Dan Jisung hanya membalas sang ibu yang hampir menangis dengan senyum tipis. Keesokan harinya, ia pergi dari rumah.

Jisung meneguk ludah berulang kali--berusaha tidak memekik, menyembunyikan wajahnya ke selimut. "Sekali lagi Eomma, Jisung minta maaf."

.

.

.

"Kali ini untuk adikku, separuh jiwaku." Ia tersenyum kikuk. "Aku tahu kau takkan mendengarnya Felix, tetapi ini untukmu dari Hyung terpayah sedunia." Netra Jisung sudah tak merah--mengingat tadi ia menangis parah sekali.
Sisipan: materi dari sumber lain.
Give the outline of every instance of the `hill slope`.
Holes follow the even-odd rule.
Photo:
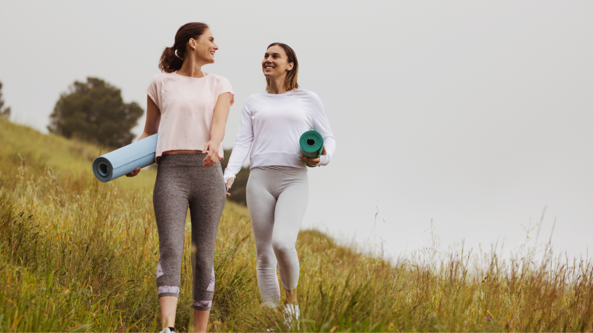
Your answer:
[[[0,143],[0,331],[160,331],[155,170],[100,183],[90,172],[99,147],[1,118]],[[187,227],[186,236],[180,331],[190,327]],[[593,330],[589,262],[427,248],[393,267],[315,231],[299,234],[297,249],[301,331]],[[273,327],[246,208],[227,202],[215,256],[209,330]]]

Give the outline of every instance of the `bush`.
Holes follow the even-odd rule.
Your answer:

"Felix, kau ingat apa yang kita lakukan dulu bersama? Dulu waktu kita masih kecil, rasa penasaran kita terhadap dunia ini besar sekali. Kita selalu bertanya 'Mengapa kita tak punya Appa sedangkan anak-anak lain ada?'. Kita selalu iri dengan anak yang sedang bermain dengan Appa-nya di taman, sedangkan kita hanya berdua. Eomma pun tak bisa menemani kita sepanjang waktu, beliau butuh bekerja agar kita bisa mandapatkan makanan yang layak, agar kita memiliki baju bersih untuk diganti, agar kita hidup dengan layak. Pernah kita bertanya perkara Appa terhadap Eomma dan Eomma hanya mampu memeluk kita seraya menangis, meminta maaf karena tidak mampu memberikan keluarga yang utuh." Kalimat selanjutnya Jisung benar-benar ingin menahannya, karena ia tahu Felix akan sedih tatkala mendengarnya. Tetapi, ia tetap harus ucapkan.

"Felix, inilah cara kita membalas Eomma. Eomma yang selalu menahan segalanya sendiri, bertingkah layaknya beliau tak butuh siapa pun untuk melindungi kita--cukup beliau sendiri. Eomma yang selalu menangis pada malam hari setelah menidurkan kita. Eomma yang selalu berujar beliau tak lapar dan selalu memberikan kita porsi makanan terbanyak, padahal perutnya berbunyi saat itu--haha." Ia berusaha tertawa, tawa aneh karena ini membuatnya tambah ingin melebur satu bersama bening.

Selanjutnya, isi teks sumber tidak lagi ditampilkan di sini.